Sources and Mitigation Strategies
Potential Sources
While no studies have empirically investigated the sources of cognitive bias in surgery, the literature suggests two categories:
Person-Based: Most authors attribute bias to individual factors, particularly experience level. However, the relationship is complex; both novices and experts are susceptible to different types of bias.
System-Based: Only one study identified institutional pressure (e.g., pressure to finish procedures quickly) as a source that triggers biases like anchoring and commission bias.
Suggested Mitigation
There is a notable absence of implemented and tested mitigation strategies in surgical literature.
Education: The most common suggestion is using education to increase awareness.

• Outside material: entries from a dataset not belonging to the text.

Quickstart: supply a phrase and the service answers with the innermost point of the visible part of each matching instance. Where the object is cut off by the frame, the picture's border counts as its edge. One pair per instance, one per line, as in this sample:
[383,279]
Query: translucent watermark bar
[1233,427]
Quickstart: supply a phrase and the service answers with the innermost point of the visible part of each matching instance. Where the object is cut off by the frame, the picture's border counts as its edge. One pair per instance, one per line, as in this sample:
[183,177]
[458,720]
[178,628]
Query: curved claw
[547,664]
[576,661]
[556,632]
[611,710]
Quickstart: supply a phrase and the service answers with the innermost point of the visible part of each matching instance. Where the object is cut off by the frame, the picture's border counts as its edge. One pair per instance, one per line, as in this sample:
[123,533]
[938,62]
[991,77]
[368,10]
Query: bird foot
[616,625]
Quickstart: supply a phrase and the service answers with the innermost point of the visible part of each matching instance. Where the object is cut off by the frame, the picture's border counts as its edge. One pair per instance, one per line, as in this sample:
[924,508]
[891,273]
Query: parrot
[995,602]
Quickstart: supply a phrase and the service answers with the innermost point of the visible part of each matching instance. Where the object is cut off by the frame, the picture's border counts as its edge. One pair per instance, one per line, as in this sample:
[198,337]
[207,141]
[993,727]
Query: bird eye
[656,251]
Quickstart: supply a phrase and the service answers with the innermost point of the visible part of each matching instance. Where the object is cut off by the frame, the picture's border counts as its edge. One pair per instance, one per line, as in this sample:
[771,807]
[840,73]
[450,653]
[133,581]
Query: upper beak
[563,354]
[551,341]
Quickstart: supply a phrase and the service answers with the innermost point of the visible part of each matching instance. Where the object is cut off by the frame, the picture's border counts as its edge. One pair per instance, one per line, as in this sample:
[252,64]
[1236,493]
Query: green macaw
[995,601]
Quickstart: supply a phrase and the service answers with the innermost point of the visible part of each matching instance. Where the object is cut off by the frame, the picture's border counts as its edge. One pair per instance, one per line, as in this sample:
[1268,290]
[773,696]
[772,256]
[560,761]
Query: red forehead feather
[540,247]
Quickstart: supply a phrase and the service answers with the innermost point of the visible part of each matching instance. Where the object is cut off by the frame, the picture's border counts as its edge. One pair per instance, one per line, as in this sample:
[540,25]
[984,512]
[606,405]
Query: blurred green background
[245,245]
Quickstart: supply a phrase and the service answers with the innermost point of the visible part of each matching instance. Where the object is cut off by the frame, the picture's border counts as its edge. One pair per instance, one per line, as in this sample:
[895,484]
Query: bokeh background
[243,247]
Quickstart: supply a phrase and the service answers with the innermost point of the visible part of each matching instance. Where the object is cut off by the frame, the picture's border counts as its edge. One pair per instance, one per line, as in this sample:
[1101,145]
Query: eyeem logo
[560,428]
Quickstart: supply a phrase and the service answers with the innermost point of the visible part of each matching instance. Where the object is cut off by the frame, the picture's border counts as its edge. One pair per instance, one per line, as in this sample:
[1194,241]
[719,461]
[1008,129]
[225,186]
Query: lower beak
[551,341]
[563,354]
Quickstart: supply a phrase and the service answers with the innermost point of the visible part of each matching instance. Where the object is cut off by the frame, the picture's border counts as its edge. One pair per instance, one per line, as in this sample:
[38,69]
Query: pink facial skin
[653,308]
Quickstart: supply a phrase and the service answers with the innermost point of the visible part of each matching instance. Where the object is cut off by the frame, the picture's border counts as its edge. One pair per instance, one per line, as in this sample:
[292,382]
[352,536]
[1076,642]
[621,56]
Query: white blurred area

However, the review notes that awareness does not necessarily translate to reduced susceptibility.
System Changes: The review suggests that "nudges" or system-level changes—such as prompts for surgeons to recall past complications or "speak-up" campaigns to encourage alternative viewpoints—may be more effective than education alone.
Conclusion
Cognitive biases are an omnipresent threat to surgical safety, contributing to misdiagnosis, technical errors, and adverse patient outcomes. While overconfidence, anchoring, and confirmation bias are the most documented, the field is in its infancy, with over 180 known cognitive biases yet to be fully explored in a surgical context. Future research must shift from identifying biases in hypothetical settings to empirically investigating their work-system sources and testing robust, system-level mitigation strategies.